Oleen, though she's a senator and didn't have to campaign for reelection this year, apparently got some of the campaign literature screaming about "down to business" and "quit wasting time."
Her idea is simple, so simple that it's almost daunting. You can't get down to business when there's no business to be done. Here's her idea:
On Jan. 13, inaugurate a new slate of state elected officers, swear in new members of the Legislature, give them a week to find their way around the building and locate the best restaurants near the Statehouse...then send them home for a couple weeks--without pay and off the 90-day legislative clock--to return on Feb. 3.
What? Go home for a two-week recess after getting all settled in?
This year, especially, Oleen's idea makes a lot of sense.
There's a new governor in town, of course, and state law gives that new governor an additional 21 days after the inauguration to present her budget to the state legislature.
That could mean that then Gov. Kathleen Sebelius may not reveal her budget until Feb. 3. Now, Sebelius hasn't said yet that she intends to use some of that bonus time to give her initial budget a final once-over, but it sure wouldn't be a bad idea. First impressions count, and there's absolutely nothing wrong with making sure that her first budget is just the way she wants it.

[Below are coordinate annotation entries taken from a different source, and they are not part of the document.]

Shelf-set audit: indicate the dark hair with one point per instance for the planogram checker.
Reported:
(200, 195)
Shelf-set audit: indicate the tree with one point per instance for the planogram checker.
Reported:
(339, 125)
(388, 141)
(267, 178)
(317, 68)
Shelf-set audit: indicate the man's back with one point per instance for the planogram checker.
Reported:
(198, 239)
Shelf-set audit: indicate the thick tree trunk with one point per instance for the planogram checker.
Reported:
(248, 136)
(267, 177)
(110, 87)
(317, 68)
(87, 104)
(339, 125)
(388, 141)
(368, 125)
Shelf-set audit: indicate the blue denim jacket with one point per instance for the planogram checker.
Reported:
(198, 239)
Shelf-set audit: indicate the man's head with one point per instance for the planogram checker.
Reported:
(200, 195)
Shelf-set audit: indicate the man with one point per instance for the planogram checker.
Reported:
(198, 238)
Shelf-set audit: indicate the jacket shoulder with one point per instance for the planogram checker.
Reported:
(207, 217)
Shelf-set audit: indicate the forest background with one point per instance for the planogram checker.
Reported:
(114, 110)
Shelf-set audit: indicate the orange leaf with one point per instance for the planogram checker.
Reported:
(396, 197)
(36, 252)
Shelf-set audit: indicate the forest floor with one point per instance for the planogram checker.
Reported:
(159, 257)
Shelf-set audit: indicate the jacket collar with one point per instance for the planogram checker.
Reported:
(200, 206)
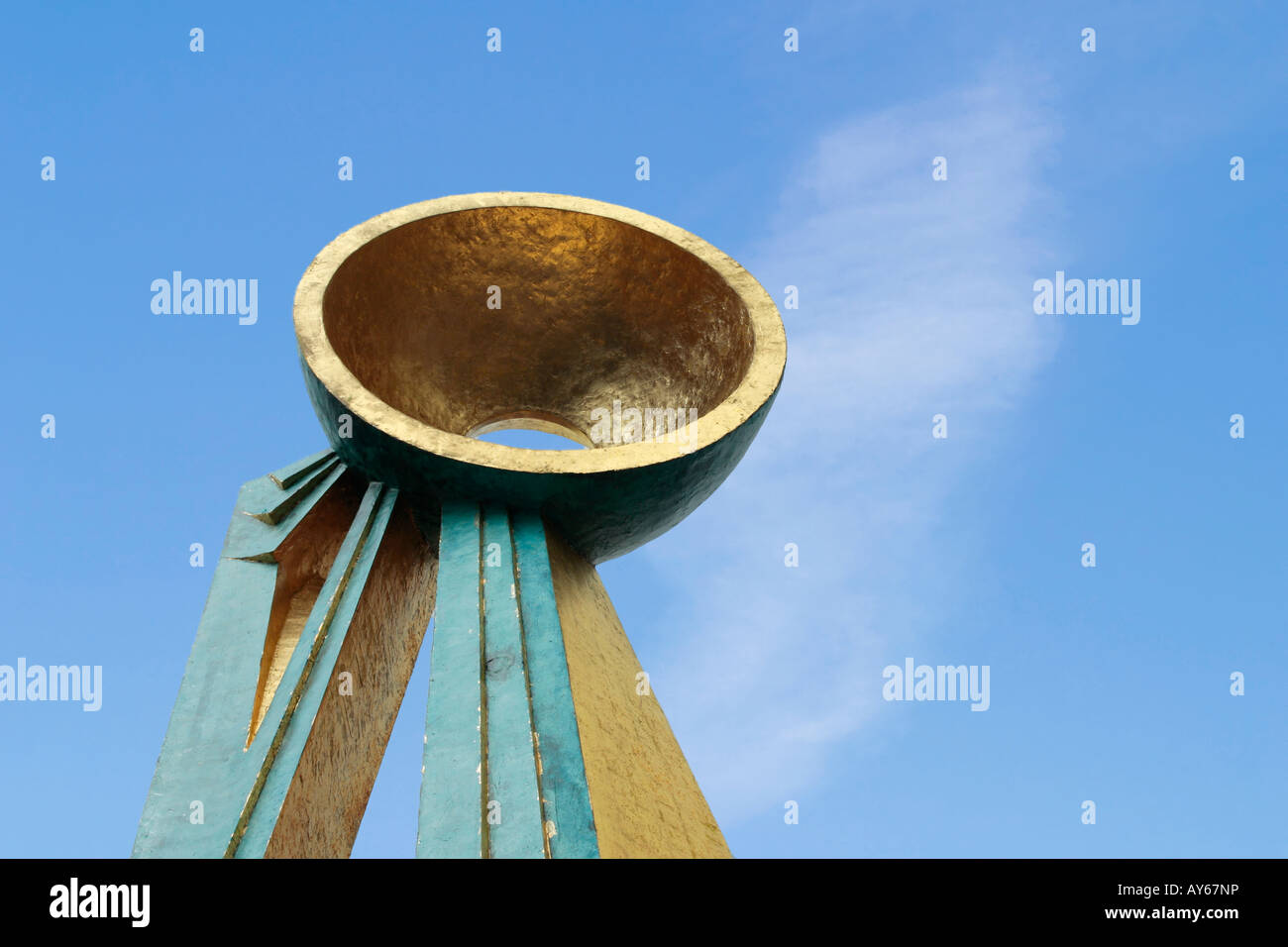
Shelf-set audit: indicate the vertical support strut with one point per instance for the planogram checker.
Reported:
(537, 740)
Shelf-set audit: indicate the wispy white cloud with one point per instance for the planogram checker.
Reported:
(914, 300)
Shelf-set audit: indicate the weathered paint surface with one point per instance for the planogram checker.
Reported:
(310, 669)
(452, 793)
(600, 514)
(645, 799)
(565, 795)
(514, 800)
(210, 775)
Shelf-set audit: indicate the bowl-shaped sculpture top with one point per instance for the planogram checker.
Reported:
(442, 320)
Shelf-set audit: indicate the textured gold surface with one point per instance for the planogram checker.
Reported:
(599, 303)
(323, 806)
(645, 799)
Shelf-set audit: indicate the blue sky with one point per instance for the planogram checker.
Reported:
(915, 298)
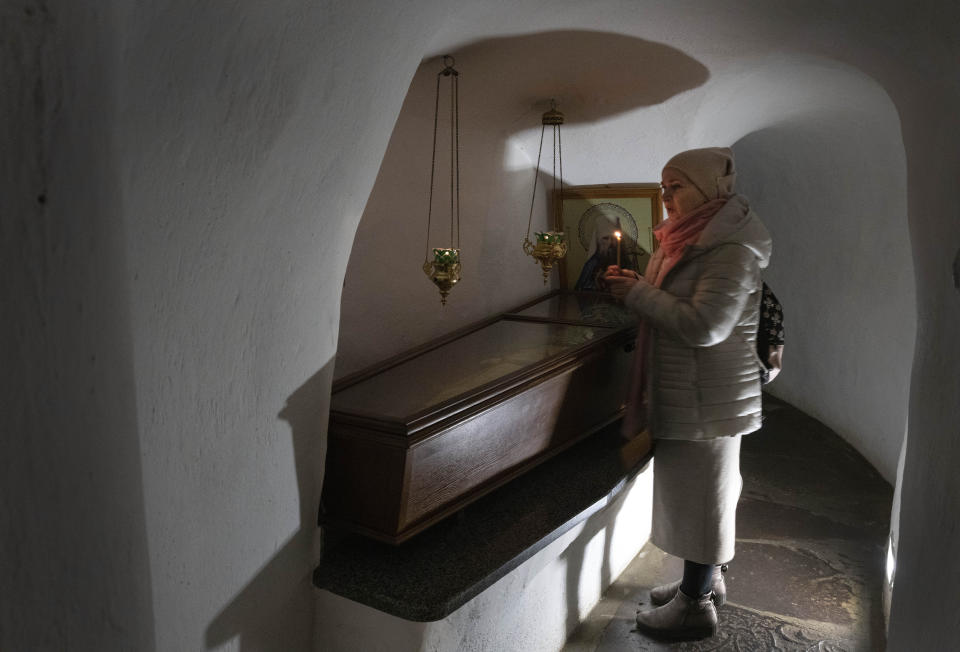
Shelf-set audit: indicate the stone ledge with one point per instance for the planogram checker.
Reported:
(432, 575)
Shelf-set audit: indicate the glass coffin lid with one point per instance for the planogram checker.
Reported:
(462, 367)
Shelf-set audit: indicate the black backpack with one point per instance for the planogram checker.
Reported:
(770, 335)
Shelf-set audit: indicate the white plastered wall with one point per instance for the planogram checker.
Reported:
(218, 160)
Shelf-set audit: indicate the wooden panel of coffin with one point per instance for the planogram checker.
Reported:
(418, 437)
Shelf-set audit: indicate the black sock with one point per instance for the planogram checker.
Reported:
(697, 578)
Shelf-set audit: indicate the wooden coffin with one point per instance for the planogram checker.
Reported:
(416, 438)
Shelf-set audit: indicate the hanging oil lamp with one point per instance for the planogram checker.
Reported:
(444, 267)
(551, 246)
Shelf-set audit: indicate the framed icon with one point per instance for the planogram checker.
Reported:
(591, 216)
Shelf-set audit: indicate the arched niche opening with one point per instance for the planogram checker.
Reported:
(505, 85)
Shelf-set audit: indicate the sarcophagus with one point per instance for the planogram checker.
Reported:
(420, 436)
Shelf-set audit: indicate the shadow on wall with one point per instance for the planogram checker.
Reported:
(505, 85)
(575, 557)
(275, 610)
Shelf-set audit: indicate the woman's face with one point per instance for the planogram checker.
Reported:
(680, 196)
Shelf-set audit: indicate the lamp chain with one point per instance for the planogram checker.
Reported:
(448, 71)
(536, 176)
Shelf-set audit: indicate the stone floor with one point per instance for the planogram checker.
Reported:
(812, 527)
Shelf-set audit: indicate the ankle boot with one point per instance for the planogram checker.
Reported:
(664, 594)
(682, 618)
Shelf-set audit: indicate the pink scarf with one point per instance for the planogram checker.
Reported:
(673, 236)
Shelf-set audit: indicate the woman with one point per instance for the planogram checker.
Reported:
(697, 383)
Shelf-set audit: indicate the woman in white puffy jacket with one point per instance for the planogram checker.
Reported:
(697, 379)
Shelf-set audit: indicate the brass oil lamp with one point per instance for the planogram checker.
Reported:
(551, 246)
(444, 268)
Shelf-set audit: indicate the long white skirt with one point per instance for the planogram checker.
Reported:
(696, 486)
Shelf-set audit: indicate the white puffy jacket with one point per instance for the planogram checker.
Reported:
(704, 379)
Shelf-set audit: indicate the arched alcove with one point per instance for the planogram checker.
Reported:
(820, 155)
(505, 85)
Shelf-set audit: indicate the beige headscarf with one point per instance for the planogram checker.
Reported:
(710, 169)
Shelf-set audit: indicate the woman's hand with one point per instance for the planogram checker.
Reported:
(620, 281)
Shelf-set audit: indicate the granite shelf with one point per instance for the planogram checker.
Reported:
(430, 576)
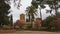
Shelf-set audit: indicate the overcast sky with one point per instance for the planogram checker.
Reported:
(25, 3)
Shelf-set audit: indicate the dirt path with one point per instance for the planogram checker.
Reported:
(32, 32)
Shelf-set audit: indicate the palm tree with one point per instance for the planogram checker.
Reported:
(30, 12)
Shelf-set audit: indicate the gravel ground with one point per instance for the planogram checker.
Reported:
(32, 32)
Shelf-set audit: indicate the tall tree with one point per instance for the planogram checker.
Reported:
(31, 11)
(37, 3)
(4, 19)
(53, 4)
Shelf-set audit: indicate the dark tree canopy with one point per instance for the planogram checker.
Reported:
(4, 19)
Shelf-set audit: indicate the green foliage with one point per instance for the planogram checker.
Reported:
(6, 27)
(30, 12)
(47, 21)
(4, 19)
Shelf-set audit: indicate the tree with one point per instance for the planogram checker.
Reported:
(53, 4)
(31, 11)
(4, 19)
(37, 3)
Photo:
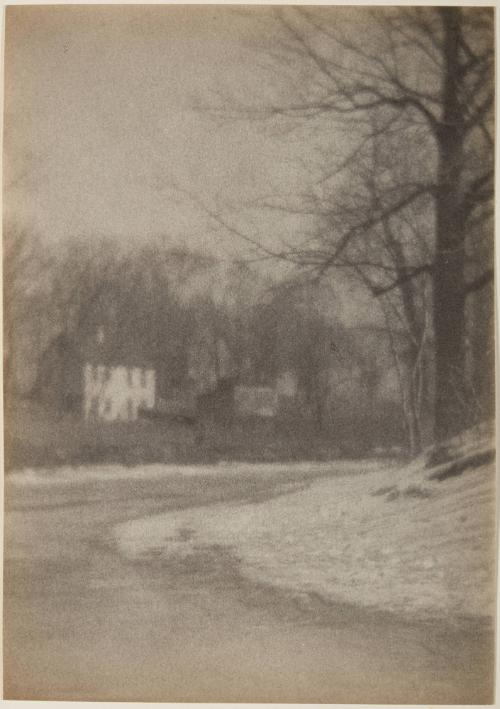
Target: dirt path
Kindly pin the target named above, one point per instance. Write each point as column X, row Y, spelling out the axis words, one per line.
column 81, row 624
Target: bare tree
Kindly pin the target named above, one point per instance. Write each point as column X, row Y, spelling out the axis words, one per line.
column 419, row 83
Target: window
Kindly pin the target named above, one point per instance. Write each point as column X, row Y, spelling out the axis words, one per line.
column 94, row 407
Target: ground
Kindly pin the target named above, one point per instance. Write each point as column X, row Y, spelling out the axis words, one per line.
column 192, row 584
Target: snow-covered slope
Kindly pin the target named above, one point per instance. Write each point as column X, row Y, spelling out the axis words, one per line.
column 418, row 540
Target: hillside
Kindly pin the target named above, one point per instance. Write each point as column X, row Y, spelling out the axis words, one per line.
column 417, row 540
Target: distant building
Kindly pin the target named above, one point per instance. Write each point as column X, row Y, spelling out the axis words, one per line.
column 113, row 393
column 256, row 401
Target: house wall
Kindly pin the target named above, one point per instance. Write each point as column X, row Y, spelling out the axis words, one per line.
column 117, row 393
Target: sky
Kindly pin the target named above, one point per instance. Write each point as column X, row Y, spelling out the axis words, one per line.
column 103, row 121
column 108, row 129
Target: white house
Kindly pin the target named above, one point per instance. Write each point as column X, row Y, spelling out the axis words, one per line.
column 114, row 393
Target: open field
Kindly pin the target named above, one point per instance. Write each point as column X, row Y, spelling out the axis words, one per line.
column 186, row 618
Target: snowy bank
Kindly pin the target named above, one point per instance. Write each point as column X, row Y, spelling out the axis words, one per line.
column 407, row 540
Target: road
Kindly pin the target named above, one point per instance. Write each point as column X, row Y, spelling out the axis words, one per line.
column 81, row 623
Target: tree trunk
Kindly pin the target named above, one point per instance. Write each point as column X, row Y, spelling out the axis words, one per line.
column 448, row 278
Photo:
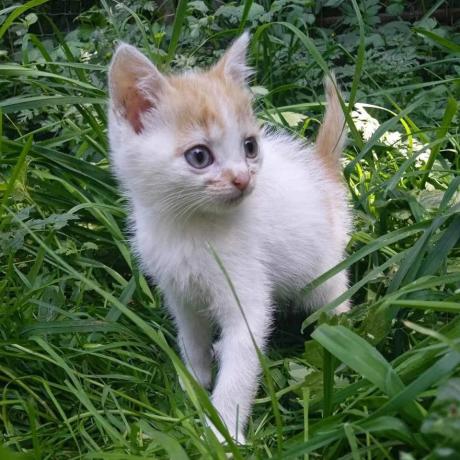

Oh--and let's not forget that little bit of gamesmanship possible by having the Legislature out of town before it gets too frisky in trying to undo outgoing Gov. Bill Graves' plan to pare down the current fiscal year's budget gap to a nice round zero. Starting from zero budget deficit is important for Sebelius' new budget. You know that sinking feeling you get when you're painting, and discover you are about a quart shy of being able to finish off the bedroom? Sebelius doesn't need that.
And, let's not forget that there's some processing time between the day that a governor formally presents his or her budget and the time necessary to turn that budget into a set of bills for the Legislature to consider. The budget document that Sebelius will present also must be field-stripped by legislative budget experts so they an find out exactly what the new budget would do to every agency under the flag.
Now, do you want your legislator hanging around Topeka taking up bad habits for two weeks while there's absolutely nothing to do? Didn't mom say something about "idle hands?"
The concept is time-shifting.
Take a couple weeks when everyone in the Legislature is afraid to do anything that costs any money and shift those couple weeks to the end of the session when legislators know what Sebelius has proposed for her budget and when the real wrangling of the session takes place: in early May.
Oleen's plan would have the Legislature out of town by mid-May. She's not simple enough to believe that there won't be a terrible fight over spending and cutting and all the fiscal stuff, but she'd rather see it done during the 90 days allotted the Legislature, not on overtime after the traditional early May adjournment. The time-shift means that every day's newspapers won't start every legislative story with whining about "in overtime sessions" or "working past their deadline" or "costing the state $50,000 a day," or whatever reporters want to say to give what is essentially a tedious process an air of immediacy.
Winding down the Legislature is a little like rescuing trapped miners. You don't pay rescuers to hang around the shaft in case there's a cave-in. You call them when you need them. Hanging around Topeka with virtually nothing important to do the last two weeks of January doesn't sound like a good use of time or legislative pay, does it?
It sounds like Oleen has a pretty good idea. Does that mean it will happen?
Don't bet on it.
We've seen years when the Legislature waded through good ideas to get to ones that weren't as good, but more familiar.